Bilder der Überwachung

von Dietmar Kammerer, Suhrkamp 2008
09/09/2009

„Im Grimmschen Wörterbuch erfahren wir, dass ‘überwachen’ vor dem 19. Jahrhundert noch die Bedeutung des Lateinischen pernoctare trug: Man wacht die ganze Nacht über, ohne in den Schlaf zu wechseln. Der Vorgang ist eine Belastungsprobe und kann ‘schwere kranckheyt’ nach sich ziehen […] Noch heute kann das Personal an den Monitoren ‘sich überwachen’, kann durch zu große Aufmerksamkeit Konzentrationsmängel erleiden. Wer alles wahrnehmen und nichts versäumen will, läuft Gefahr, sich Halluzinationen hinzugeben“ (Kammerer 2008, 11f).

Vor diesem Hintergrund entfaltet Dietmar Kammerer die Frage: Was ist eigentlich Videoüberwachung? Die Antwort lautet: Videoüberwachung bringt zwei Arten von Bildern hervor. Das eine sind „Überwachungsbilder“, die zu Kontrollzwecken von der Polizei und von Sicherheitsdiensten mit Hilfe von apparativen und kriminaltechnischen Anordnungen hergestellt werden. Das andere sind „Bilder der Überwachung“, also Vorstellungsbilder und Phantasmen von diesem polizeilichen und gesellschaftlichen Handeln, die sich in der Presse, in der Populärkultur, in Kunst und Werbung zeigen. Das Interesse des Buches gilt dem Zusammenhang dieser beiden Bildphänomene. Im Zuge der Ausführungen wird mit unterschiedlichen Methoden immer wieder herausgearbeitet, wie diese zwei Arten von Bildern aufeinander einwirken, d.h. wie die Phantasmen die polizeilichen Maßnahmen befördern, und wie die polizeilichen Maßnahmen die Phantasmen nähren – und dies obgleich ein effektiver Nutzen der Videoüberwachung zur Prävention und bei der Verfolgung von Straftaten in empirischen Untersuchungen nicht nachgewiesen werden kann.

Letzteres ist die Legitimation für eine Arbeit am Imaginären der Videoüberwachung, ohne dabei die Realität der Überwachung aus den Augen zu verlieren. Neben kultur- und medienwissenschaftlichen Analysen werden ebenso Ergebnisse der Kriminologie, der Sozialwissenschaften und der sich gerade etablierenden Surveillance Studies zugrunde gelegt. Der Einblick in die unterschiedlichen Disziplinen ist durchweg fundiert, kritisch und gut lesbar. Darin liegt die besondere Qualität des Buches.

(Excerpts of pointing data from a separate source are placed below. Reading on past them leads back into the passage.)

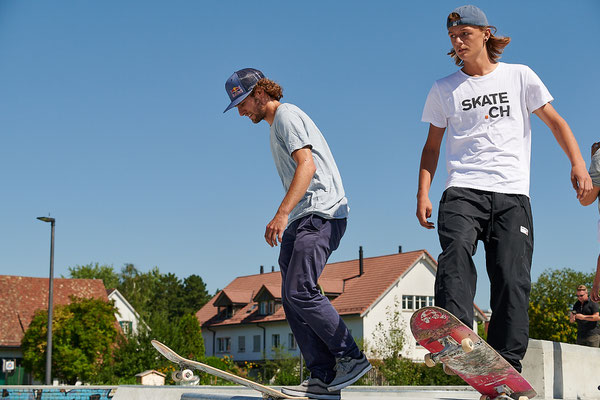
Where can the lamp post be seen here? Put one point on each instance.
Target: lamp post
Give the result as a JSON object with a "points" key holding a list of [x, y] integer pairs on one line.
{"points": [[50, 290]]}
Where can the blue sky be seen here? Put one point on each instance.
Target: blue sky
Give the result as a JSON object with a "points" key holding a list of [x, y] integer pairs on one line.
{"points": [[111, 121]]}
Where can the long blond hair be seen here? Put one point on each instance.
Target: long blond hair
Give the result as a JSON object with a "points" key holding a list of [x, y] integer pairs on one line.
{"points": [[495, 44]]}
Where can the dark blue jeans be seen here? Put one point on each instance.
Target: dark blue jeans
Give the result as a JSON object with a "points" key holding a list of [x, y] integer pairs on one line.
{"points": [[319, 330]]}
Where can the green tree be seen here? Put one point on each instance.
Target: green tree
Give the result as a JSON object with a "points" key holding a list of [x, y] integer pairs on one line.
{"points": [[83, 334], [552, 297], [195, 293], [96, 271]]}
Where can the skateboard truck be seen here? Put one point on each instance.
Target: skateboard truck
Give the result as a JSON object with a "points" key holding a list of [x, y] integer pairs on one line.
{"points": [[451, 347], [504, 393], [184, 377]]}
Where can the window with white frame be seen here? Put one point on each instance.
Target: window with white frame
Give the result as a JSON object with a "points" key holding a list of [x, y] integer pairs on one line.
{"points": [[275, 340], [223, 345], [412, 302], [256, 343], [292, 342]]}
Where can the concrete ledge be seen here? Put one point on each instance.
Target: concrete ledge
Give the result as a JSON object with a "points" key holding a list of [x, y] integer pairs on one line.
{"points": [[243, 393], [562, 371]]}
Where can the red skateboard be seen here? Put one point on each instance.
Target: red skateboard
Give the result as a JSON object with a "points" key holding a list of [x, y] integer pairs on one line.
{"points": [[467, 355]]}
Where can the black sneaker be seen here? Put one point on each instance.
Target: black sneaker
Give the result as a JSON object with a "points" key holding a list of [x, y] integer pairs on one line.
{"points": [[313, 388], [349, 370]]}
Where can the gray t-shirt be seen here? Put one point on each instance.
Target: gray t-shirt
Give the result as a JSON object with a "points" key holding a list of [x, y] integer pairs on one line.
{"points": [[595, 170], [292, 130]]}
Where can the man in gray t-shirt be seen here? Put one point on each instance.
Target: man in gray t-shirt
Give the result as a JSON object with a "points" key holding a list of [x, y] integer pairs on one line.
{"points": [[309, 225]]}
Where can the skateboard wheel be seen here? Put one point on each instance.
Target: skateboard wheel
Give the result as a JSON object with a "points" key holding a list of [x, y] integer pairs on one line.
{"points": [[467, 345], [429, 361], [448, 370], [187, 375], [176, 375]]}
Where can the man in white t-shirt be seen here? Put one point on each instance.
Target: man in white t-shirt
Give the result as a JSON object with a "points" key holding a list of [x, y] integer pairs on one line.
{"points": [[485, 109]]}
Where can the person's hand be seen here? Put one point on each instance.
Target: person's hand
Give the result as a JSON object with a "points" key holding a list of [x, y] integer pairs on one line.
{"points": [[275, 229], [581, 181], [595, 148], [424, 209]]}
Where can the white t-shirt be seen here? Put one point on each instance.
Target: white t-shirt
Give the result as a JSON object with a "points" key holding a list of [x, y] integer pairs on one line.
{"points": [[487, 120]]}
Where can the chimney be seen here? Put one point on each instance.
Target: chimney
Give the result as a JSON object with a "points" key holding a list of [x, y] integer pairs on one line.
{"points": [[360, 262]]}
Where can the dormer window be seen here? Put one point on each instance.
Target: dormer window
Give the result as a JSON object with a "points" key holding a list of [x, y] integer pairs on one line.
{"points": [[262, 308]]}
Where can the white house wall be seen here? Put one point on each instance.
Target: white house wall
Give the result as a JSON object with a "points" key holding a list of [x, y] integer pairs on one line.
{"points": [[126, 313], [419, 281], [280, 328]]}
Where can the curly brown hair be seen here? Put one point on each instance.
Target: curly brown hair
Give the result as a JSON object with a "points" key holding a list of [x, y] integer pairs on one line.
{"points": [[495, 44], [270, 87]]}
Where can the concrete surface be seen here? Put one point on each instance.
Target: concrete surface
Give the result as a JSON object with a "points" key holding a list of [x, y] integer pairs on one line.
{"points": [[242, 393], [562, 371]]}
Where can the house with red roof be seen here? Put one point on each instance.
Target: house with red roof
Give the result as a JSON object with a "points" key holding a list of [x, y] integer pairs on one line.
{"points": [[246, 319], [21, 297]]}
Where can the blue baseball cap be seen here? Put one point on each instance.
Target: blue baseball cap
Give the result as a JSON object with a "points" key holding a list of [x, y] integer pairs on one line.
{"points": [[240, 85], [469, 15]]}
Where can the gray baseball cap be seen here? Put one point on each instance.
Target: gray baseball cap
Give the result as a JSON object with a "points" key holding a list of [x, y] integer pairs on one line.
{"points": [[240, 85], [469, 15]]}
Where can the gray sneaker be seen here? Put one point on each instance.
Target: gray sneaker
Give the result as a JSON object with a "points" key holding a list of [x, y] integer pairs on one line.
{"points": [[349, 370], [313, 388]]}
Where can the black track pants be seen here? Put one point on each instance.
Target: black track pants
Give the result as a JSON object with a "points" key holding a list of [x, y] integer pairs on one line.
{"points": [[503, 222]]}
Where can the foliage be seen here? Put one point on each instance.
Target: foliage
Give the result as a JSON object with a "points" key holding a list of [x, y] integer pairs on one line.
{"points": [[389, 366], [284, 369], [166, 306], [389, 338], [83, 333], [96, 271], [552, 297], [481, 330], [150, 292]]}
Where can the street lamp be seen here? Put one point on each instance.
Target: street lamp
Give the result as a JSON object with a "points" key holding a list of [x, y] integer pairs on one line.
{"points": [[50, 290]]}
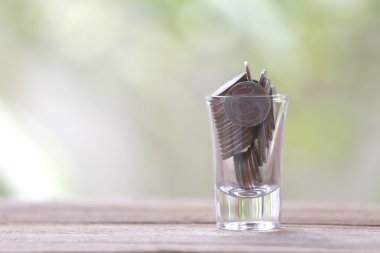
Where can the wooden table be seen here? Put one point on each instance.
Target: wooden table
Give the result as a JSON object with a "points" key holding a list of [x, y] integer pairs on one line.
{"points": [[180, 226]]}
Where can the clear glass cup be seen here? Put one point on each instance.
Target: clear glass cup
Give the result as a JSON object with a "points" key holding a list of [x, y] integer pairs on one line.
{"points": [[247, 143]]}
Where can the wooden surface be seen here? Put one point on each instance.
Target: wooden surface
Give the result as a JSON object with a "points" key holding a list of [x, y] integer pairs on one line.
{"points": [[180, 226]]}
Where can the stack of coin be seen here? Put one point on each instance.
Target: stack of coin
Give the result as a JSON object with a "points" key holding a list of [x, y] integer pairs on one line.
{"points": [[244, 125]]}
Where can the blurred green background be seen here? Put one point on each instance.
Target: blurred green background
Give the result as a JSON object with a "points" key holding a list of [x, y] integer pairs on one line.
{"points": [[105, 98]]}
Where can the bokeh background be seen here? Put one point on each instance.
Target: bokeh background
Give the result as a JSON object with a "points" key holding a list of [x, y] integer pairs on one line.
{"points": [[105, 98]]}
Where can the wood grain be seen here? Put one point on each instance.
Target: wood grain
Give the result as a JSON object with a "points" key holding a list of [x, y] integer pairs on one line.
{"points": [[180, 226]]}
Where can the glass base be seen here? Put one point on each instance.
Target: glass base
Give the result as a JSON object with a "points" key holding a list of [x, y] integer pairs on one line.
{"points": [[262, 226], [235, 212]]}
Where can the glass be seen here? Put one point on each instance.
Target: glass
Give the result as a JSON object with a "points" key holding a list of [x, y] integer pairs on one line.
{"points": [[247, 145]]}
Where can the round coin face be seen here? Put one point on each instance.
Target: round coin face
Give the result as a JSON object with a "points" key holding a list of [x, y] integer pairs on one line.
{"points": [[246, 111]]}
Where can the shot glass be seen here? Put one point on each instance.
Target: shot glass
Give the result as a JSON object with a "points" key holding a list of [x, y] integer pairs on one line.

Die insgesamt acht Kapitel widmen sich dabei je einer Fragestellung. Kapitel eins nimmt eine kulturhistorische Perspektive ein und versteht sich als Vorgeschichte der Videoüberwachung. In drei exemplarischen Abschnitten werden polizeilich-erkennungsdienstliche Verfahren vorgestellt: Erstens die Einführung der Straßenbeleuchtung in den Städten Ende des 17.Jahrhunderts, die zunächst als Maßnahme der Herrschaftssicherung dient, bevor sie zu einem anerkannten Allgemeingut wird. Zweitens die Standardisierung der Verbrecherfotografie durch Bertillon in den 1880er Jahren, mithilfe derer die Devianz von Verbrechern sichtbar gemacht und ihre Identität festgestellt werden soll. Drittens der Fingerabdruck, mit dessen Hilfe ab 1900 die Identifikation und der Nachweis von Täterschaft erleichtert wird. Alle drei Verfahren finden gegenwärtig in der Videoüberwachung ihre Aktualisierung.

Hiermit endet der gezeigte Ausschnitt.